A member of the BU family sent the following link to the BBC story with the comment it has a feint similarity to a recent local event.
It is no secret despite our boast we are a country registering low on the corruption index, there is corrupt behaviour that goes unpunished in Barbados every day of the week. What is soft corruption?
The blogmaster has no wish to rehash the Santia Bradshaw cheque matter because the Case is closed or the $75,000 cheque late Owen Arthur deposited to his CIBC account. What the blogmaster knows for certain is that members of parliament are known to receive donations ostensibly for party coffers in a climate where there is no formal system to hold actors accountable.
Barbadians join with others to point fingers at African countries accused of wantonly engaging in corrupt practices; especially Nigeria, yet in the story highlighted that country shows there is a level of accountability enforced which has resulted in a minister being suspended. In Barbados there is a single case of a minister being incarcerated for criminal behaviour and it was done out of the local jurisdiction.
It is noteworthy former minister Donville Inniss indicated during his US trial that similar ‘corrupt’ behaviour is endemic to the Barbados business landscape. It is also instructive the incumbent Mottley government and others preceding have not prioritised the enactment and operationalizing of transparency legislation.

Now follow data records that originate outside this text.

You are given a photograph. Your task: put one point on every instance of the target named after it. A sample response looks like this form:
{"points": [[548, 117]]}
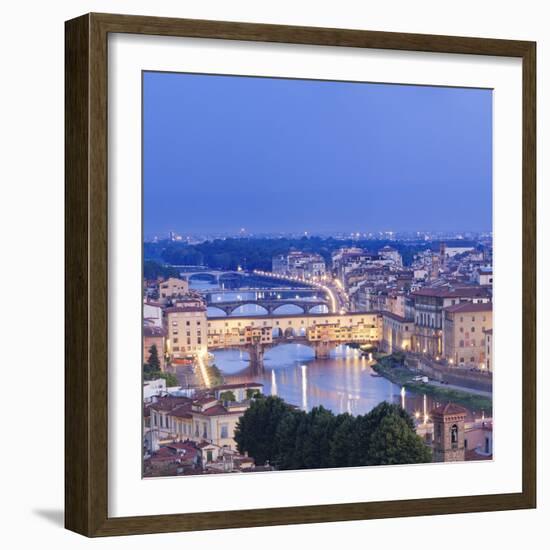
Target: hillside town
{"points": [[425, 324]]}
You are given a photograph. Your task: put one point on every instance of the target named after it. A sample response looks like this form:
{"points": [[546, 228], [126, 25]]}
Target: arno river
{"points": [[342, 383]]}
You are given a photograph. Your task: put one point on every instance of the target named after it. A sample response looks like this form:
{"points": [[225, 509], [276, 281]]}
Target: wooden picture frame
{"points": [[86, 279]]}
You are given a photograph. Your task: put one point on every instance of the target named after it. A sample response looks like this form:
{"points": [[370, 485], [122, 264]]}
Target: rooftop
{"points": [[469, 307]]}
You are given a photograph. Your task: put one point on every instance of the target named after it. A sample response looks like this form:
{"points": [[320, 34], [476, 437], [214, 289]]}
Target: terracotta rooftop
{"points": [[469, 307], [236, 386], [151, 330], [446, 292]]}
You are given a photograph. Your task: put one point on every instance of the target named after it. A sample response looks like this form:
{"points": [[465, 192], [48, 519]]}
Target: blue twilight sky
{"points": [[281, 155]]}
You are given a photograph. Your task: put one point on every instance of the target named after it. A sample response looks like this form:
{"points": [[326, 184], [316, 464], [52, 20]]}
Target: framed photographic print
{"points": [[300, 275]]}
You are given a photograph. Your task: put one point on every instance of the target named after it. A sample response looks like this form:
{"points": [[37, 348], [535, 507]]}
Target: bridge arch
{"points": [[300, 308], [202, 276], [219, 311], [234, 310]]}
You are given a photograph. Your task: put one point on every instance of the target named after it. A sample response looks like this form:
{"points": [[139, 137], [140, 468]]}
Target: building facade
{"points": [[171, 288], [464, 334], [448, 436], [397, 333], [429, 303], [187, 331]]}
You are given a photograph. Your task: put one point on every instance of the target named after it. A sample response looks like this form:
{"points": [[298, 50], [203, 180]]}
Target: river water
{"points": [[345, 382]]}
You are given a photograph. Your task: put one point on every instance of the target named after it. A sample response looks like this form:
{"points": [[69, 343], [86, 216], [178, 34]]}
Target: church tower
{"points": [[448, 436]]}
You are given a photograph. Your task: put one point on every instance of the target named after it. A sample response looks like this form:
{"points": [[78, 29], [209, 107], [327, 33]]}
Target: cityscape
{"points": [[285, 334]]}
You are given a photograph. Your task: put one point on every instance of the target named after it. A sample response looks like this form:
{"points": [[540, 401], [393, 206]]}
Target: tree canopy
{"points": [[271, 430]]}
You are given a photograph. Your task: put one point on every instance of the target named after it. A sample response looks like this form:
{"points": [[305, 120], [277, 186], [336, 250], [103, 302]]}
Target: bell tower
{"points": [[448, 436]]}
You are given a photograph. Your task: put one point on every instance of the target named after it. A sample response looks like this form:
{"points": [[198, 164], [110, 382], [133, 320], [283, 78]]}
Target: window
{"points": [[454, 436]]}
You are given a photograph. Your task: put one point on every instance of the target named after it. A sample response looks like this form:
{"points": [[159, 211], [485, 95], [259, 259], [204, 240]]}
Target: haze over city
{"points": [[289, 156]]}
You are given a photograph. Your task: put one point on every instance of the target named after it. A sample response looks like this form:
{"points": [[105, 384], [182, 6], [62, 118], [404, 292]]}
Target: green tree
{"points": [[255, 432], [227, 396], [251, 393], [393, 442], [341, 444], [286, 443], [153, 361], [171, 380]]}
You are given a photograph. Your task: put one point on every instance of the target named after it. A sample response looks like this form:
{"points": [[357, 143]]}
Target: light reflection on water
{"points": [[342, 383]]}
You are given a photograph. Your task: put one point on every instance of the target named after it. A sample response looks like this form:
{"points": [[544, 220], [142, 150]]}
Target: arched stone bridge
{"points": [[270, 306]]}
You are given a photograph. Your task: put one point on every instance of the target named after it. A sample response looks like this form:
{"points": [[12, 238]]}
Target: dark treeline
{"points": [[291, 439], [257, 253], [154, 270]]}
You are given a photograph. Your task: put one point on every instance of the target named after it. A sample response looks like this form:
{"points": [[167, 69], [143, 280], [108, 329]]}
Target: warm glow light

Nigeria has recovered 30bn naira ($24m; £19m) as part of an ongoing corruption probe into a suspended minister, the financial watchdog says.
The funds were traced to more than 50 bank accounts, it said.
Humanitarian Affairs and Poverty Alleviation Minister Betta Edu was initially suspended in January over the alleged diversion of $640,000 of public money into a personal bank account.
President Bola Tinubu then ordered an investigation into her ministry.
At the time Dr Edu, 37, denied any wrongdoing. Her office said she had approved the transfer into a personal account, which was not in her name, but said it was for the “implementation of grants to vulnerable groups”.
The Economic and Financial Crimes Commission (EFCC) said during its nearly six weeks of investigating so far, it had found “many angles” to examine.
“As it is now, we are investigating over 50 bank accounts that we have traced money into. That is no child’s play. That’s a big deal,” its chairman Ola Olukoyede said in the latest edition of the agency’s monthly e-magazine, EFCC Alert.
He urged Nigerians seeking redress to give the agency time to finish its probe thoroughly.
“We are exploring so many discoveries that we have stumbled upon in our investigation. If it is about seeing people in jail, well let them wait, everything has a process to follow,” he said.
The EFCC chairman gave an assurance that the recovered funds were “already in the coffers of the federal government”.
The suspension of a minister is a rare occurrence in Nigeria.